"I had a date last night..." said Hamish.

"Good for you!" replied Marc.

"Don’t be a cunt..." dismissed Hamish.

"I’m not!" insisted Marc. "I’m being supportive! This is my supportive face. I’m like a solid supportive sports bra."

"You’re more like recycled tit tape..." said Hamish.

"How did the date go?" asked Marc.

"It was a disaster, obviously..." said Hamish.

"What do you mean, obviously?" asked Marc. "You’re a catch!"

"Thanks, Sports Bra, but obviously I’m not..." said Hamish. "I just don’t know what you’re supposed to say on a date."

"You just chat..." advised Marc.

"Chat?" replied Hamish.

"Yeah, chat..." repeated Marc. "Chat about stuff."

"I went on a big rant about Kevin Spacey..." admitted Hamish.

"Oh..." acknowledged Marc.

"That’s not sexy, is it?" asked Hamish. "I might have also got onto Felicity Huffman."
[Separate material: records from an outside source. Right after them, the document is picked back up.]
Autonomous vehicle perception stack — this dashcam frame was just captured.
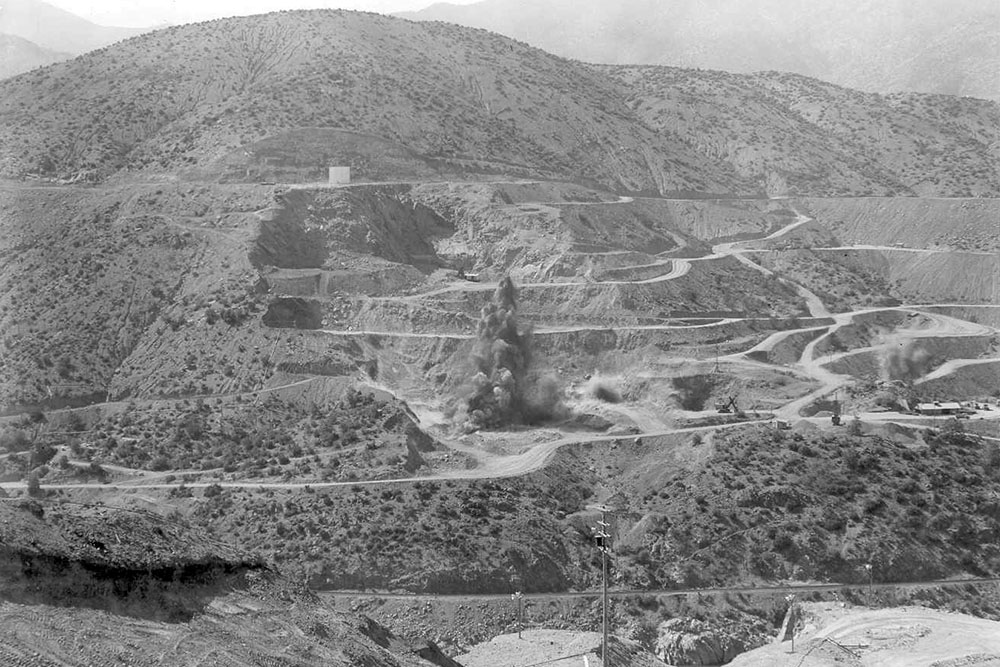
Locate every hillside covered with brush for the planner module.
[0,10,1000,196]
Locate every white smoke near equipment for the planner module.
[882,340,934,383]
[463,276,565,431]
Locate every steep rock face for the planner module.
[656,618,766,665]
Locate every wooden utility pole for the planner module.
[594,506,611,667]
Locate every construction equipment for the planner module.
[715,396,740,414]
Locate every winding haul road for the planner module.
[0,206,1000,498]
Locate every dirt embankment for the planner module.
[793,197,1000,253]
[0,500,264,620]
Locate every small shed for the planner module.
[329,167,351,185]
[917,401,962,415]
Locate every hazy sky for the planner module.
[44,0,476,27]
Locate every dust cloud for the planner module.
[882,340,932,382]
[463,276,565,431]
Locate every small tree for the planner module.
[28,473,42,498]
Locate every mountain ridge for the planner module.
[0,10,1000,196]
[398,0,1000,100]
[0,0,147,55]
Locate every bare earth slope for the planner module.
[0,10,747,192]
[0,11,1000,196]
[600,66,1000,196]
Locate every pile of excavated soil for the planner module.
[730,602,1000,667]
[457,630,665,667]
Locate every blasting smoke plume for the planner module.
[465,276,561,431]
[883,341,933,382]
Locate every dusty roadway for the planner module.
[0,205,1000,496]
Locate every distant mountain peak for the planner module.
[0,0,149,55]
[400,0,1000,100]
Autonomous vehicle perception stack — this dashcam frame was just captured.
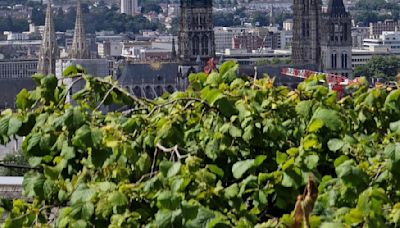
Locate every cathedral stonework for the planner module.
[292,0,352,76]
[69,0,90,59]
[37,1,59,75]
[292,0,322,66]
[321,0,352,76]
[178,0,215,64]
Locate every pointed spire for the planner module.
[69,0,90,59]
[37,0,59,75]
[327,0,347,16]
[171,38,176,61]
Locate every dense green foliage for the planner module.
[354,56,400,80]
[0,151,29,177]
[0,62,400,227]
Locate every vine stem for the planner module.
[147,97,211,117]
[93,84,116,111]
[94,78,155,107]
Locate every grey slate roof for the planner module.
[118,63,178,86]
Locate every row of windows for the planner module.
[0,63,37,79]
[192,36,209,55]
[331,53,348,69]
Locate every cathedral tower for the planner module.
[37,1,59,75]
[69,0,90,59]
[321,0,352,76]
[178,0,215,64]
[292,0,322,67]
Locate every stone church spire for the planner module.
[37,0,59,75]
[69,0,90,59]
[178,0,215,64]
[321,0,352,76]
[292,0,322,67]
[327,0,348,16]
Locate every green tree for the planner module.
[0,61,400,228]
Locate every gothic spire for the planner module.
[70,0,90,59]
[171,38,176,61]
[37,0,59,75]
[327,0,347,17]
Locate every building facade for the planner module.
[369,20,399,39]
[121,0,139,16]
[292,0,322,66]
[363,31,400,54]
[320,0,352,76]
[178,0,215,64]
[0,59,38,80]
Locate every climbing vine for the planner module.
[0,62,400,228]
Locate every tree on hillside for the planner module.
[0,61,400,228]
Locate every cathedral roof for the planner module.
[327,0,347,16]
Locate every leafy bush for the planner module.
[0,62,400,227]
[0,151,29,176]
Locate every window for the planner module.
[331,53,337,69]
[201,36,208,55]
[193,36,200,55]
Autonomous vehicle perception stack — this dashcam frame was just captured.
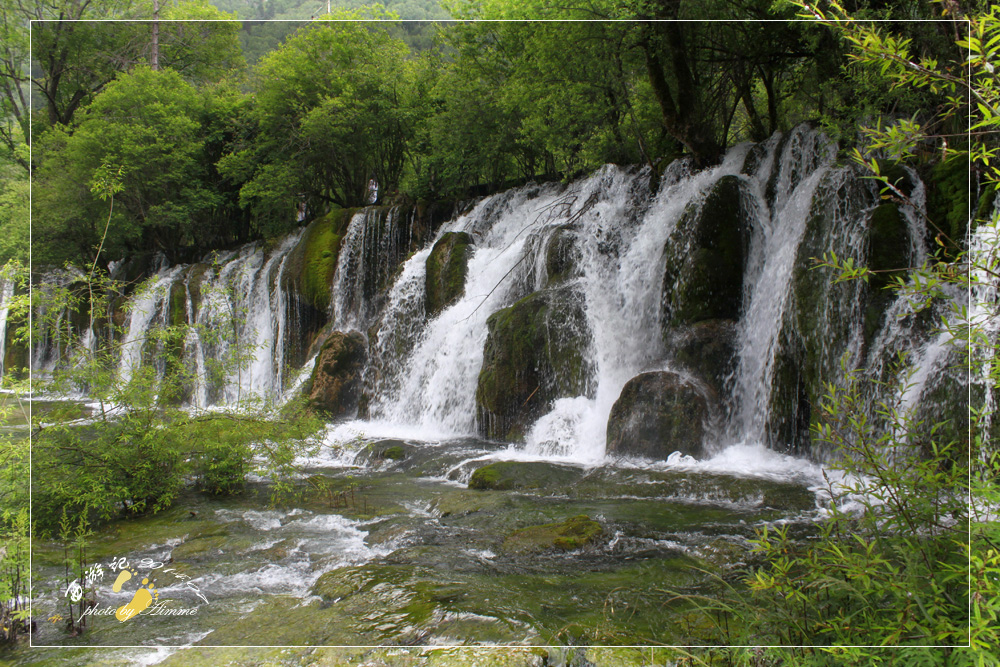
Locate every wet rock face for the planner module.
[607,371,710,459]
[663,176,751,332]
[545,226,582,285]
[670,320,737,396]
[469,461,581,491]
[502,514,604,554]
[424,232,472,317]
[476,288,593,441]
[308,331,368,417]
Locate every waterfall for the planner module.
[118,266,184,384]
[186,231,302,407]
[13,127,960,461]
[969,197,1000,456]
[730,130,835,442]
[370,186,576,437]
[330,206,411,331]
[0,276,14,378]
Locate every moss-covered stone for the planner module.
[545,226,580,286]
[308,331,368,417]
[476,288,593,441]
[864,202,911,343]
[187,264,211,321]
[469,461,583,491]
[663,176,751,333]
[502,514,604,555]
[607,371,710,459]
[424,232,472,317]
[780,171,876,453]
[925,155,971,259]
[670,320,736,396]
[361,440,410,463]
[288,209,353,311]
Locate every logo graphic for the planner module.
[61,557,208,623]
[111,570,160,623]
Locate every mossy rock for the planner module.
[308,331,368,417]
[865,202,911,343]
[424,646,549,667]
[167,280,188,327]
[670,320,736,396]
[502,514,604,555]
[784,171,880,452]
[766,317,813,455]
[925,155,972,254]
[359,440,410,463]
[469,461,583,491]
[424,232,472,317]
[662,176,752,328]
[286,209,354,312]
[545,226,581,286]
[187,264,211,321]
[607,371,711,460]
[476,287,594,441]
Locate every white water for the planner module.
[17,128,952,462]
[0,277,14,377]
[731,131,834,443]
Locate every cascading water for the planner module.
[186,232,302,407]
[0,277,14,377]
[969,198,1000,448]
[13,127,952,468]
[730,131,835,442]
[118,266,184,384]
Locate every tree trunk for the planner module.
[149,0,160,70]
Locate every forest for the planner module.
[0,0,1000,667]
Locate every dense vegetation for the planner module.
[0,0,1000,665]
[0,0,974,265]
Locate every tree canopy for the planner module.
[0,0,983,261]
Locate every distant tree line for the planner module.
[0,0,986,263]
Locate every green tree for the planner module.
[684,0,1000,666]
[34,66,241,261]
[0,0,242,156]
[220,8,413,233]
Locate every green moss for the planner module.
[476,288,593,441]
[927,156,969,255]
[663,176,749,328]
[469,465,504,491]
[168,280,187,327]
[425,232,472,317]
[545,227,580,285]
[300,209,350,311]
[503,514,604,554]
[469,461,583,493]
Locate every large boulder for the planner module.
[424,232,472,317]
[307,331,368,417]
[670,320,737,396]
[476,288,594,441]
[663,176,753,332]
[469,461,583,492]
[501,514,604,555]
[607,371,711,459]
[545,225,581,286]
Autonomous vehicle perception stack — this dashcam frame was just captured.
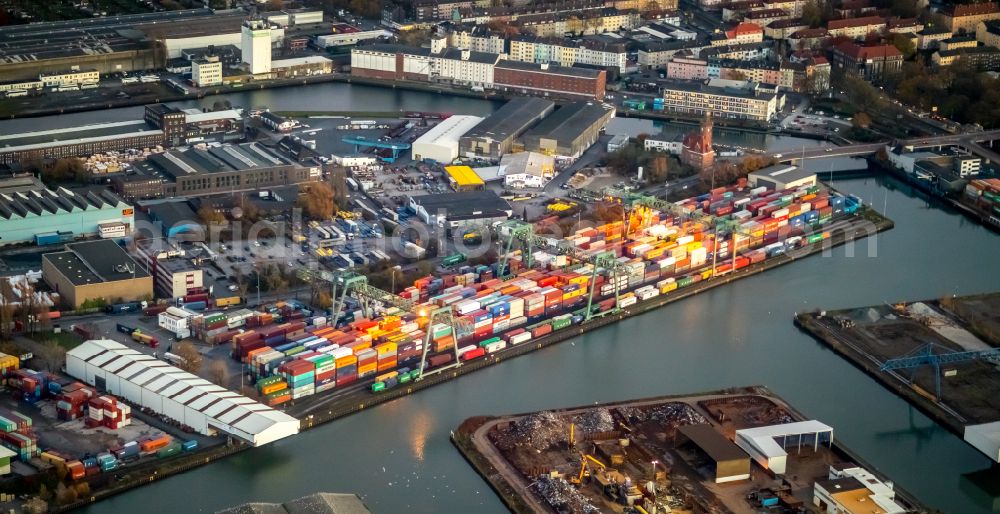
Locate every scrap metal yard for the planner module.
[452,387,922,514]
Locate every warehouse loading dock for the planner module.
[677,424,750,484]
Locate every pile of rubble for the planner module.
[536,475,601,514]
[573,408,615,434]
[495,412,569,451]
[622,402,708,426]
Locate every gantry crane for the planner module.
[880,343,1000,401]
[602,187,751,276]
[494,220,627,321]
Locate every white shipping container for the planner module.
[486,341,507,353]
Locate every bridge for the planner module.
[341,136,410,162]
[770,130,1000,164]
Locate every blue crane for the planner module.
[880,343,1000,401]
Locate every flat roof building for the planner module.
[66,339,299,446]
[521,102,615,158]
[747,164,816,191]
[444,166,486,191]
[408,190,514,231]
[411,115,483,163]
[42,239,153,309]
[678,424,750,484]
[459,98,555,159]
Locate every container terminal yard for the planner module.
[795,293,1000,462]
[0,169,891,505]
[452,386,924,514]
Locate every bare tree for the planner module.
[174,341,204,375]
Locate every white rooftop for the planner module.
[736,420,833,458]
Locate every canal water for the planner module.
[9,84,1000,514]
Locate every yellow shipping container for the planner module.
[0,353,21,375]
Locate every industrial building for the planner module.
[747,164,816,191]
[458,98,555,159]
[493,60,608,101]
[521,102,615,159]
[677,424,750,484]
[499,152,556,189]
[66,339,299,446]
[135,239,204,298]
[411,115,483,163]
[0,177,135,245]
[736,421,833,475]
[813,465,911,514]
[444,166,486,192]
[0,104,243,164]
[407,190,514,232]
[42,239,153,309]
[133,143,320,198]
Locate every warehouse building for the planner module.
[678,424,750,484]
[521,102,615,159]
[133,143,320,198]
[747,164,816,191]
[42,239,153,309]
[66,339,299,446]
[736,421,833,475]
[135,239,204,298]
[411,115,483,163]
[0,177,135,245]
[493,60,608,101]
[458,98,555,159]
[408,190,514,233]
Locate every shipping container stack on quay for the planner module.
[180,176,876,406]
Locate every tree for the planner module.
[208,360,229,387]
[173,341,204,375]
[851,112,872,129]
[296,182,337,220]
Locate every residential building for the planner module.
[663,80,780,122]
[42,239,153,309]
[826,16,887,39]
[764,18,809,39]
[135,238,204,298]
[917,27,948,50]
[351,41,500,88]
[712,22,764,46]
[833,42,903,83]
[38,69,101,87]
[494,60,607,100]
[667,56,708,80]
[931,46,1000,71]
[939,2,1000,34]
[976,20,1000,48]
[191,57,222,87]
[681,114,715,171]
[508,36,626,71]
[938,34,979,50]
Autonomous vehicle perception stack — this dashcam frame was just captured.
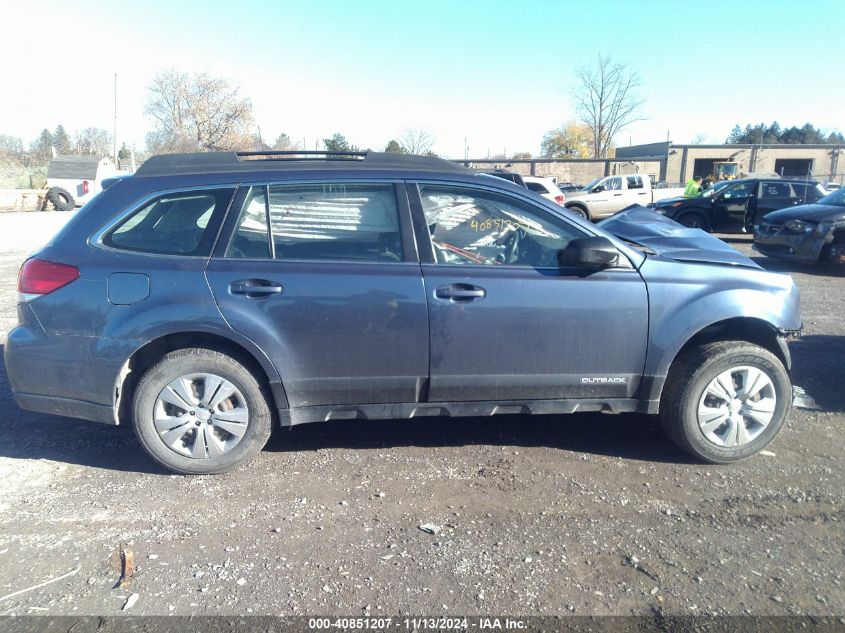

"You’re kidding, right?" asked Marc.

"No..." admitted Hamish. "I had a lot to say about Felicity Huffman."

"You’re an idiot..." smiled Marc.

"I told you, I’m rubbish at this..." shrugged Hamish.

"Has he messaged you since?" asked Marc.

"No..." replied Hamish.

"Oh well, not to worry..." comforted Marc. "Plenty more crabs in the bath, or whatever they say."

"What is this opera?" asked Hamish.

"Death in Venice..." replied Marc.

"What’s it about?" asked Hamish.

"You haven’t read the book?" asked Marc.

"Nope..." admitted Hamish.

"Thomas Mann..." said Marc. "It’s a classic. All about a paedophile who gets obsessed with a young Polish boy in Venice."

"Right, sounds like a barrel of laughs..." nodded Hamish. "Not problematic at all."

"The past is a different country..." shrugged Marc. "They do things differently there."

"That’s a different book..." corrected Hamish. "I'm not completely illiterate."